Epidemiological studies show that serum Pi levels are associated with all-cause and CV-related mortality in the general population [15] as well as in patients with CKD and that Pi binders prevent CV events [14]. The beneficial effects of phosphate binders on vascular calcification (coronary and aortic) were reported in randomized control trial (RCT) in dialysis [39, 40] and pre-dialysis CKD patients [41], indicating excess serum Pi contributes to vascular dysfunction. Although non-calcium-based binders contributed less to the development of vascular calcification than calcium based binders [42], it is still plausible whether non-calcium-containing phosphate binders are superior to calcium-containing phosphate binders, because all-cause and cardiovascular mortalities among these phosphate binders were not significantly different in RCT. [43].

In particular, serum Pi is positively associated with CA-IMT [44], an established early marker of atherosclerosis [45]. Elevated extracellular Pi concentrations give vascular smooth muscle cells an osteoblast-like phenotype, which subsequently accelerates vascular calcification [46]. Dietary Pi overload increases aortic sinus atheroma without calcification in apolipoprotein knockout mice in vivo [17], suggesting that excessive Pi accelerates atherogenesis without vascular calcification. Dietary Pi overload also attenuates the vascular smooth muscle response to physiological and pathological stimuli ex vivo in CKD C57/BL6 mice [18].

The decrement of serum Pi levels was observed after the teriparatide therapy, however, its decrement was only 8 % (from 3.9 ± 0.4 to 3.6 ± 0.5 mg/dL) and within normal ranges. Although the decrement in serum Pi concentrations was relatively small in this study, prior studies reported an elevated risk of adverse cardiovascular outcomes in association with comparably small increases in serum Pi levels [15, 47].
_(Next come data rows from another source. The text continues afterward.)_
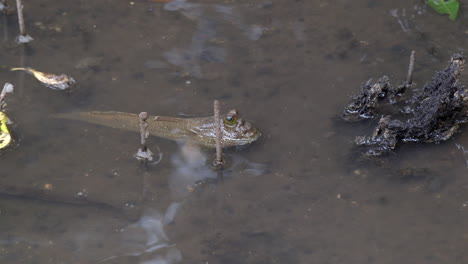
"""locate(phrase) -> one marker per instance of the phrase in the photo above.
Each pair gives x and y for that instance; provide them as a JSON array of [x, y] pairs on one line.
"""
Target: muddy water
[[299, 195]]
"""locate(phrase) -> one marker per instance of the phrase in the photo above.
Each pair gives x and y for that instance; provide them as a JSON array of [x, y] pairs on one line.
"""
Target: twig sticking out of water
[[219, 162], [143, 154], [23, 37], [143, 116], [7, 88], [409, 78]]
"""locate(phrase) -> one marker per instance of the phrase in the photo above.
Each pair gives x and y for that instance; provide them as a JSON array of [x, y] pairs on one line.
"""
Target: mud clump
[[436, 111]]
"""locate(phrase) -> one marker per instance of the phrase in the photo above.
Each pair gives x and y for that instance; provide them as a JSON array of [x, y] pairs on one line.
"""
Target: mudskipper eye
[[230, 120]]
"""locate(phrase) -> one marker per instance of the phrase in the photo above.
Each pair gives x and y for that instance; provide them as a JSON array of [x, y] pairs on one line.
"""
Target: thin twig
[[23, 37], [143, 130], [217, 122], [19, 8], [409, 78]]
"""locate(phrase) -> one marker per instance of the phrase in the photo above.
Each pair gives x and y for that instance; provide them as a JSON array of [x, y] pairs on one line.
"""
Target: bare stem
[[409, 78], [143, 130], [19, 7], [7, 88], [219, 151]]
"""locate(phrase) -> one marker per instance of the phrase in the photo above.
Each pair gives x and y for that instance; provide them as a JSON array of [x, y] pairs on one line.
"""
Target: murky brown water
[[297, 196]]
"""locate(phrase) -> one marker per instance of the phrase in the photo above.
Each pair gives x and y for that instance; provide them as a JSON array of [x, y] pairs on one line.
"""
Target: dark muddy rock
[[437, 110]]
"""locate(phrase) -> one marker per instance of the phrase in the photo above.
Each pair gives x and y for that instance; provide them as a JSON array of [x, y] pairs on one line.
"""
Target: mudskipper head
[[238, 131]]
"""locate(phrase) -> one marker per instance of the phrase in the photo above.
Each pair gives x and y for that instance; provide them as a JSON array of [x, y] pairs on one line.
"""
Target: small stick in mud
[[23, 37], [409, 77], [4, 7], [7, 88], [219, 162], [143, 154], [143, 116]]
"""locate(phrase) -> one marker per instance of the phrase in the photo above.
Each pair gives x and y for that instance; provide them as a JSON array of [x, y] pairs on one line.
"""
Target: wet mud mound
[[433, 114]]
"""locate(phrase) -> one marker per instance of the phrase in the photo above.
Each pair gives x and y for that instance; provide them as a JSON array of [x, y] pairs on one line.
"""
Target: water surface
[[299, 195]]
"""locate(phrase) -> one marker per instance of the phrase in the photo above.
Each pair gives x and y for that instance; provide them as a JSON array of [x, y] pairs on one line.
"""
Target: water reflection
[[146, 238], [205, 48]]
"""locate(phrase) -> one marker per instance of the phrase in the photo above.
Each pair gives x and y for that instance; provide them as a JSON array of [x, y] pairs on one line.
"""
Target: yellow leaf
[[5, 137]]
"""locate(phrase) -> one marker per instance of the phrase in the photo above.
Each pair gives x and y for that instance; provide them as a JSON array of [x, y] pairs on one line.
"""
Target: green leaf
[[443, 7]]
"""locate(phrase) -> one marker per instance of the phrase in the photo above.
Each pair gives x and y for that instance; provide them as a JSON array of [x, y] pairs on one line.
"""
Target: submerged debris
[[52, 81], [436, 111]]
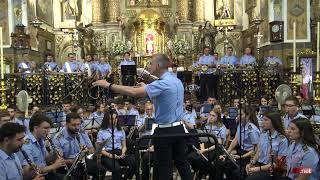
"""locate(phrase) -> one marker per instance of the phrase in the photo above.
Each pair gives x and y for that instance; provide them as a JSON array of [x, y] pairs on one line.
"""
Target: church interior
[[231, 52]]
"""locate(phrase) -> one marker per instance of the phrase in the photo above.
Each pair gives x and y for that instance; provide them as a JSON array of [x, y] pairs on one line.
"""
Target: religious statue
[[70, 8]]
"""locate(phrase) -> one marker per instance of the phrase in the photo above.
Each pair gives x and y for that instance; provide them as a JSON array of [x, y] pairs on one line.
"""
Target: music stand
[[126, 120], [129, 70]]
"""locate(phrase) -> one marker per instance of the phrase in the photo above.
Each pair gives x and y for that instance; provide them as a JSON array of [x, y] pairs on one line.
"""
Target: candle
[[318, 47], [294, 47], [1, 53]]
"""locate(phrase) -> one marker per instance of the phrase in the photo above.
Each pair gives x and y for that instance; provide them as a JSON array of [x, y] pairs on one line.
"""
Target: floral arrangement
[[118, 48], [181, 47]]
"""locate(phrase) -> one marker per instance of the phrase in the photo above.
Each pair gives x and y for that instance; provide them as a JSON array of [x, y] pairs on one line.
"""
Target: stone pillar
[[199, 10], [97, 16], [183, 10], [113, 10]]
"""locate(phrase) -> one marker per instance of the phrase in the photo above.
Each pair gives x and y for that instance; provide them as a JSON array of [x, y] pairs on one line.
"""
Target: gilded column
[[199, 10], [113, 11], [97, 12], [183, 10]]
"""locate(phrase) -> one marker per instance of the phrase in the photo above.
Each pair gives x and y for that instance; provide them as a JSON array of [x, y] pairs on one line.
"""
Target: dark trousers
[[208, 86], [168, 149], [147, 161], [128, 160]]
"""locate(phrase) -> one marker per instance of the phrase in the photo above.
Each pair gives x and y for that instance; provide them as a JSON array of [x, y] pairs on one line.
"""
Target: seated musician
[[190, 115], [302, 161], [249, 141], [88, 66], [247, 59], [70, 141], [71, 65], [214, 126], [262, 161], [120, 147], [34, 147], [207, 79], [50, 65], [229, 59], [147, 157]]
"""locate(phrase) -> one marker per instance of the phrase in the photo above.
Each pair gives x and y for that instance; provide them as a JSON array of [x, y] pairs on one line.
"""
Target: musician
[[88, 66], [104, 68], [247, 59], [50, 65], [214, 126], [190, 115], [71, 65], [249, 141], [292, 111], [120, 148], [4, 117], [148, 156], [127, 80], [229, 59], [69, 142], [262, 161], [34, 146], [207, 79], [11, 141], [167, 95]]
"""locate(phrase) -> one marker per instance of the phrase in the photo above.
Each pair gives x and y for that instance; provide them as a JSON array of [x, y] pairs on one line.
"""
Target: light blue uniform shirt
[[249, 136], [302, 156], [73, 66], [279, 146], [248, 59], [69, 145], [91, 65], [208, 60], [11, 168], [231, 60], [218, 131], [167, 95], [190, 117], [105, 134], [103, 69], [35, 150], [287, 120], [270, 60]]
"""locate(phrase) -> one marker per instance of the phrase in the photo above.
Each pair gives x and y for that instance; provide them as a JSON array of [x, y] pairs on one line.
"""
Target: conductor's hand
[[101, 83]]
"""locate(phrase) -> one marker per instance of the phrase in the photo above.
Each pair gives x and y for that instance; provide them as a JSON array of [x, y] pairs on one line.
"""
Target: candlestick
[[294, 47], [318, 47]]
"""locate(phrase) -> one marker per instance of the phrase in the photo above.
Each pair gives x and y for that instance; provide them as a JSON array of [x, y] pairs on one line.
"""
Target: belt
[[169, 125]]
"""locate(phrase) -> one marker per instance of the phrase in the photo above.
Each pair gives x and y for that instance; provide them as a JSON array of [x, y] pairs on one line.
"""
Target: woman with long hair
[[110, 128], [272, 142]]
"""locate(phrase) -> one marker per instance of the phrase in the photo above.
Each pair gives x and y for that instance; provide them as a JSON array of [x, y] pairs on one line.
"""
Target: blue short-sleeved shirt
[[250, 136], [279, 146], [167, 95], [105, 134]]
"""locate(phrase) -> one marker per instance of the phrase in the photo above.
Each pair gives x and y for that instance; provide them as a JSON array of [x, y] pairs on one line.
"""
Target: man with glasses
[[292, 111]]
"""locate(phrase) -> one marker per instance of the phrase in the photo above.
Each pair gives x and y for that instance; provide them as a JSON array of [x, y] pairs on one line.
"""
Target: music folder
[[126, 120], [128, 70]]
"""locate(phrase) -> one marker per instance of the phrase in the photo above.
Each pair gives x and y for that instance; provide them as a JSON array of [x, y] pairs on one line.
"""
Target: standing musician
[[34, 147], [69, 141], [214, 126], [120, 147], [11, 141], [207, 79], [148, 156], [262, 164], [249, 141], [167, 95]]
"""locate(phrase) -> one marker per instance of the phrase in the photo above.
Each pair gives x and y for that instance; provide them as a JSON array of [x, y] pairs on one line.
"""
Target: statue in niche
[[70, 9]]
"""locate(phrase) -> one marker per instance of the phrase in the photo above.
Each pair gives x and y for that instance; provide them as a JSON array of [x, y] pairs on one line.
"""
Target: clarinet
[[33, 166]]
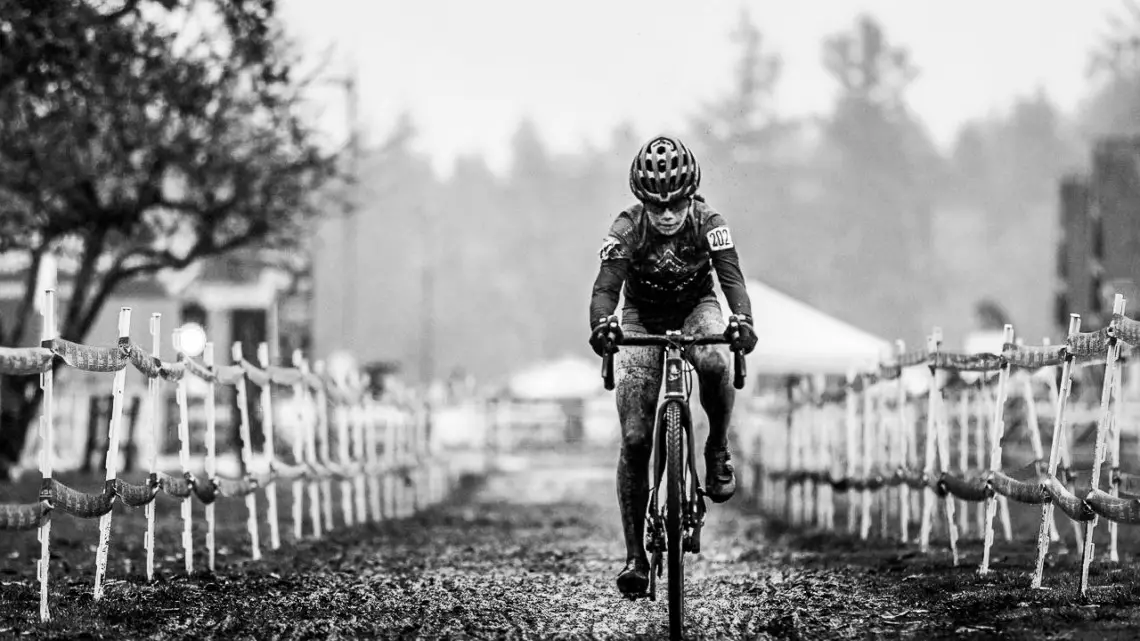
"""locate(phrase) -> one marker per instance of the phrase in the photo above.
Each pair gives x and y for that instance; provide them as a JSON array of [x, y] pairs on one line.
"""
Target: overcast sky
[[469, 70]]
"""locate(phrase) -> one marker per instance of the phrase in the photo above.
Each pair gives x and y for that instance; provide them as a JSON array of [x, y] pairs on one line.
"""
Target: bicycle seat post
[[674, 379]]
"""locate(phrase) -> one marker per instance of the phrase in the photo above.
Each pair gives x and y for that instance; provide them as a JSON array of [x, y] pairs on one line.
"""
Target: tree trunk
[[18, 411]]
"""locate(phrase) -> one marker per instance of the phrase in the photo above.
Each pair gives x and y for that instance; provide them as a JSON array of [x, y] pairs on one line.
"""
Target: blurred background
[[422, 188]]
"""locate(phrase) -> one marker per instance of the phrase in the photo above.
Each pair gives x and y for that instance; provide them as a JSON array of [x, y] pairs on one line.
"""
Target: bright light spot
[[193, 339], [341, 366]]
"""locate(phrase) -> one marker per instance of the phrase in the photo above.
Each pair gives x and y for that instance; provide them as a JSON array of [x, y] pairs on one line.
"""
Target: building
[[230, 297], [1098, 254]]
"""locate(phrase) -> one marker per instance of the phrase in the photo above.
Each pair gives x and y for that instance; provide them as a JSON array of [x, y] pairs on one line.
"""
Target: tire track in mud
[[530, 552], [535, 554]]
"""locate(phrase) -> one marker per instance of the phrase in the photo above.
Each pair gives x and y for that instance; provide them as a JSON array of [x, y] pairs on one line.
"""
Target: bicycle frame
[[674, 428], [677, 391]]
In this study, 12 months of teriparatide therapy increased LS-BMD and decreased CA-IMT, although LS-BMD and CA-IMT were not significantly correlated. The change in P1NP was associated with the change in LS-BMD but not with the change in CA-IMT. In addition, the serum Pi was associated with CA-IMT, but not with LS-BMD. Teriparatide activated bone tissue, resulting in increased P1NP, and also induced phosphaturia in the kidney, resulted in hypophosphatemia. Our results suggest that teriparatide ameliorated both osteoporosis and atherosclerosis. Teriparatide improved CA-IMT in part by reducing serum phosphate, a well-known vascular toxin.
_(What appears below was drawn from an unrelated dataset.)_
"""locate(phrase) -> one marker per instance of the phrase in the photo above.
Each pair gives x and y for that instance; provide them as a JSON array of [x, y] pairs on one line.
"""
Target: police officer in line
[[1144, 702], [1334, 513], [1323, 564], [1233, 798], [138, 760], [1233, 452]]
Classical risk factors for atherosclerosis, such as BP, lipid profile, and smoking status, were not changed during the teriparatide therapy. Serum Pi, which was decreased with teriparatide treatment in our study, is a risk factor for vascular calcification [48]. Serum FGF-23 and soluble klotho (data not shown), two other risk factors [48], were not changed during the therapy, and other factors, such as vitamin D, vitamin K, and warfarin administration, were not performed in this study.
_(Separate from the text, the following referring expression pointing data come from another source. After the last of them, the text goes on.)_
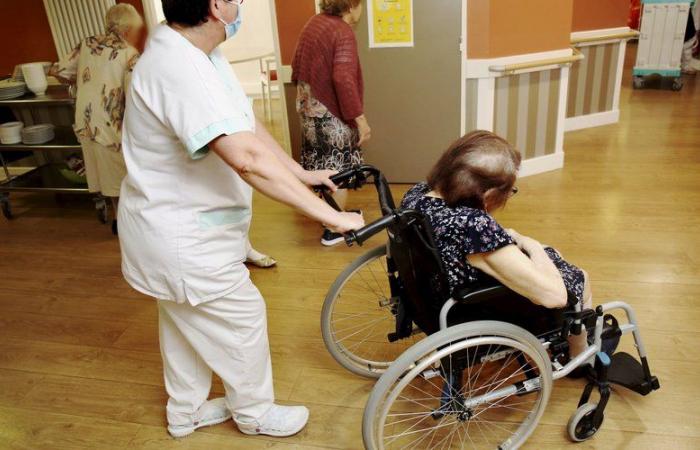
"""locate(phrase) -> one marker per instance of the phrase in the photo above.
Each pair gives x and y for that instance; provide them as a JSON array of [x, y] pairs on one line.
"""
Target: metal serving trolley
[[661, 39], [55, 107]]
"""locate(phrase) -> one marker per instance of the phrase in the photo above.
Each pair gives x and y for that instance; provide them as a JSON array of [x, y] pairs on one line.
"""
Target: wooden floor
[[79, 360]]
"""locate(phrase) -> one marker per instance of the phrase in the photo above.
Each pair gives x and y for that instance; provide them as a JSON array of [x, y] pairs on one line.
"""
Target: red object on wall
[[635, 14]]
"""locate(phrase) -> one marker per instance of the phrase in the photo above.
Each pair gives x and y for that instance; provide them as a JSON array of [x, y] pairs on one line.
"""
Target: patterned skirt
[[573, 277], [327, 143]]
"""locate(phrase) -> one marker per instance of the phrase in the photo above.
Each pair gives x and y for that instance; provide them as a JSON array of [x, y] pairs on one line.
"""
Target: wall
[[499, 28], [254, 38], [24, 33], [600, 14], [292, 15]]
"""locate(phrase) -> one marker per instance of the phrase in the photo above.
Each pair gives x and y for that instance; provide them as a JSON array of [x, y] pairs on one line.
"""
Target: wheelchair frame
[[603, 369]]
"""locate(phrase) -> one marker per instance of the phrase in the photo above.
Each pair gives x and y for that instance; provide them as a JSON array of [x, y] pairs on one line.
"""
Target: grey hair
[[122, 17]]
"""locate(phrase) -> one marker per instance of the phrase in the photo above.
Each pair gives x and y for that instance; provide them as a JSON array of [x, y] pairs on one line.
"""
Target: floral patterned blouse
[[459, 232], [101, 67], [462, 231]]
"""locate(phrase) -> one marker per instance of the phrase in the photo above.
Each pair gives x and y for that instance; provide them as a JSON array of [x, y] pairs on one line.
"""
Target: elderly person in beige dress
[[101, 68]]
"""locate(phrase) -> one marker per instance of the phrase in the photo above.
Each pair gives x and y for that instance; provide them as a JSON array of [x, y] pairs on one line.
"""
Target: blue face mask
[[233, 27]]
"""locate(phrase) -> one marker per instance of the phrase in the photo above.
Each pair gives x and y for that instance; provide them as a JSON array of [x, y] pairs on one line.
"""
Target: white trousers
[[227, 336]]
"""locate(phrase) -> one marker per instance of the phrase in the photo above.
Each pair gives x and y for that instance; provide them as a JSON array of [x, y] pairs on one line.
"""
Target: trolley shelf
[[55, 95], [65, 140], [42, 179]]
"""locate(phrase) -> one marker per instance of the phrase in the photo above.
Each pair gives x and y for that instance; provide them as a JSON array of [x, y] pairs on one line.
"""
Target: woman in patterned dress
[[473, 178], [327, 71], [101, 67]]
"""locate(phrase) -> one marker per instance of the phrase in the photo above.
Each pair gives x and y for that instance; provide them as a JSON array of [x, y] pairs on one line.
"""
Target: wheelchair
[[470, 369]]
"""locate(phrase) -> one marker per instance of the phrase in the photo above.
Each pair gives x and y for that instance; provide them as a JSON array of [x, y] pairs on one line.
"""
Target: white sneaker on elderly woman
[[212, 412], [278, 421]]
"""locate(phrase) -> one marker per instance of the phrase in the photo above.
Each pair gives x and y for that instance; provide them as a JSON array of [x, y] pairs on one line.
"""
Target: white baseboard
[[541, 164], [592, 120], [254, 90]]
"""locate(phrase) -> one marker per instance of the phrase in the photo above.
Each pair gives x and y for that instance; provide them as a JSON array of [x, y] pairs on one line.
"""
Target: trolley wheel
[[581, 426], [6, 209], [101, 207], [677, 84]]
The limitation of this study was the study protocol. This study was not a randomized control study, and we did not have appropriate untreated control subjects. However, CA-IMT increases significantly over a 12-month period in untreated patients with postmenopausal osteoporosis [11], suggesting that the decrement in CA-IMT with teriparatide treatment in our study was clinically significant.

In conclusion, daily teriparatide administration improved CA-IMT and LS-BMD, suggesting teriparatide improves both osteoporosis and atherosclerosis. Furthermore, improvements in CA-IMT were associated with decreased serum Pi, a well-known vascular toxin.